The test was performed by ARDL (Akron Rubber Development Laboratory), at a Calspan facility in Cleveland, OH. “We have introduced TUBALL nanotubes produced by OCSiAl into tread to check the probability of nanoparticles exposure, as this tire component experiences the main wear during the car’s motion. An independent laboratory captured any possible aerosol released and applied a specific quantification method relying on Raman spectroscopy for the detection of airborne particles. Only rubber particles with nanotubes embedded into the matrix were discovered. No free-standing TUBALL nanotubes were observed,” said Gunther Van Kerckhove, H&S Lead Manager at OCSiAl.

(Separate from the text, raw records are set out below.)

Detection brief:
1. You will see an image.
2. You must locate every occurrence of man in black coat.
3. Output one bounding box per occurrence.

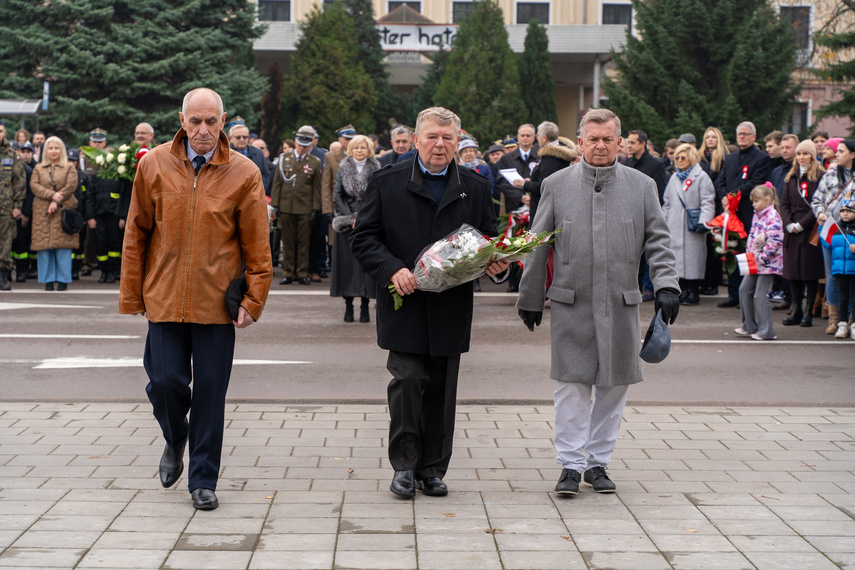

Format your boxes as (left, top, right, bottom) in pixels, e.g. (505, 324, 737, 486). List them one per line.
(378, 126, 415, 168)
(714, 121, 772, 306)
(350, 107, 508, 499)
(623, 130, 667, 203)
(229, 124, 271, 193)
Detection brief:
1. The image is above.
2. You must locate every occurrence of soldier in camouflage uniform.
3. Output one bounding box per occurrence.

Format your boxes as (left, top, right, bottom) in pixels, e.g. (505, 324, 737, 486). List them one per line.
(0, 122, 26, 291)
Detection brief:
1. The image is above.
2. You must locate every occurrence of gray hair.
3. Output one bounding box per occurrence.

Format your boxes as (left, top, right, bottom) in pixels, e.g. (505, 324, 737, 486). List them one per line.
(736, 121, 756, 136)
(137, 122, 154, 134)
(579, 108, 621, 140)
(182, 88, 224, 117)
(229, 123, 249, 137)
(537, 121, 559, 142)
(415, 107, 460, 136)
(390, 125, 412, 139)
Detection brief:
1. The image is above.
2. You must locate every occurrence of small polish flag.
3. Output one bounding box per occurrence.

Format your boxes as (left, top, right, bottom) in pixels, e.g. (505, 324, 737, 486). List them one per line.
(735, 252, 758, 276)
(820, 221, 839, 245)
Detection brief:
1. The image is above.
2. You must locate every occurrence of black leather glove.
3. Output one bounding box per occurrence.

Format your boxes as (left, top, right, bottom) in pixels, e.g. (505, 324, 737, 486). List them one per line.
(655, 289, 680, 324)
(518, 309, 543, 332)
(309, 209, 320, 225)
(323, 212, 333, 224)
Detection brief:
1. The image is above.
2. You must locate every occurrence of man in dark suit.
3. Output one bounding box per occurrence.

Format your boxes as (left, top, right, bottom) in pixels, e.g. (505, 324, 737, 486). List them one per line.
(714, 121, 771, 307)
(229, 123, 271, 194)
(378, 126, 415, 167)
(350, 107, 509, 499)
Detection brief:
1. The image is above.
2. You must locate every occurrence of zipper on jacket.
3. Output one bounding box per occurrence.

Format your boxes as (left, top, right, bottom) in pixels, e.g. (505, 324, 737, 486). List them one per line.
(181, 168, 200, 322)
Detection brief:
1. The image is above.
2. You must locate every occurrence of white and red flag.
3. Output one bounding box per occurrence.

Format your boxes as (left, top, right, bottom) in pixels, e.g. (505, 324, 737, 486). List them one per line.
(735, 252, 758, 275)
(820, 221, 839, 245)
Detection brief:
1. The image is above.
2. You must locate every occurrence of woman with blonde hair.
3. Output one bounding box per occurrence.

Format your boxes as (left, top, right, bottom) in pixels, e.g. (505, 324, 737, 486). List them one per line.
(662, 143, 716, 305)
(780, 140, 826, 327)
(699, 127, 729, 185)
(29, 136, 79, 290)
(330, 134, 380, 322)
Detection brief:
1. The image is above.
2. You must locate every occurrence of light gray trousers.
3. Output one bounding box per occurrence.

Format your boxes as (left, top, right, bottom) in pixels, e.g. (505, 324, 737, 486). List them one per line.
(553, 381, 629, 473)
(739, 274, 776, 339)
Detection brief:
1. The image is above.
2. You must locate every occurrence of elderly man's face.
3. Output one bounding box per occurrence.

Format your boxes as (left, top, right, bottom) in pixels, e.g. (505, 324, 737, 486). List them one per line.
(134, 124, 154, 146)
(579, 120, 621, 167)
(180, 92, 226, 156)
(229, 126, 250, 152)
(736, 127, 756, 150)
(251, 138, 269, 159)
(391, 133, 412, 155)
(414, 120, 458, 174)
(517, 126, 535, 150)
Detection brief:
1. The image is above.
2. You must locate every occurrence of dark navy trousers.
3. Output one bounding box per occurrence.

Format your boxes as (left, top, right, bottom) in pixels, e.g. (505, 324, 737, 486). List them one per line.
(144, 321, 235, 492)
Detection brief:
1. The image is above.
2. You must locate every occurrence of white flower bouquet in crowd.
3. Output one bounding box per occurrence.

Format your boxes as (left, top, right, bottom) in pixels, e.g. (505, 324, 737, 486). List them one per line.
(387, 223, 559, 309)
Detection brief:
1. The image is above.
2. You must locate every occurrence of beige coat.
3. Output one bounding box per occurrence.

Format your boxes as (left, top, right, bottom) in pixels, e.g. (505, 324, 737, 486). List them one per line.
(30, 163, 79, 251)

The performed test once again verifies the results shown by VITO, a leading independent European research and technology organization, in 2017 during abrader tests on single wall carbon nanotube-enhanced epoxy, polyethylene, and elastomer samples. Taber abrading tests revealed no free-standing or protruding nanotubes in those tests. The reason lies in single wall carbon nanotubes’ bonding strength and their unique morphology: ultra-flexible with a 3000:1 length-to-diameter ratio.
“Exposure monitoring studies with material samples are not sufficient for the tire industry. We wanted to check the exposure of a real tire with nanotubes during wear similar road conditions – to check potential impact to human health and the environment. After confirming that no single wall carbon nanotubes are expelled during tire usage, the next step will be to verify that there is no exposure during recycling of a tire either,” said Jean-Nicolas Helt, Development and Support Leader for Elastomers at OCSiAl.
Single wall carbon nanotubes are currently the only market solution allowing the industry to achieve a long-awaited breakthrough in tires: improved durability and safety on the road and reduced energy consumption, leading to cost savings and lower CO2 emissions to the environment.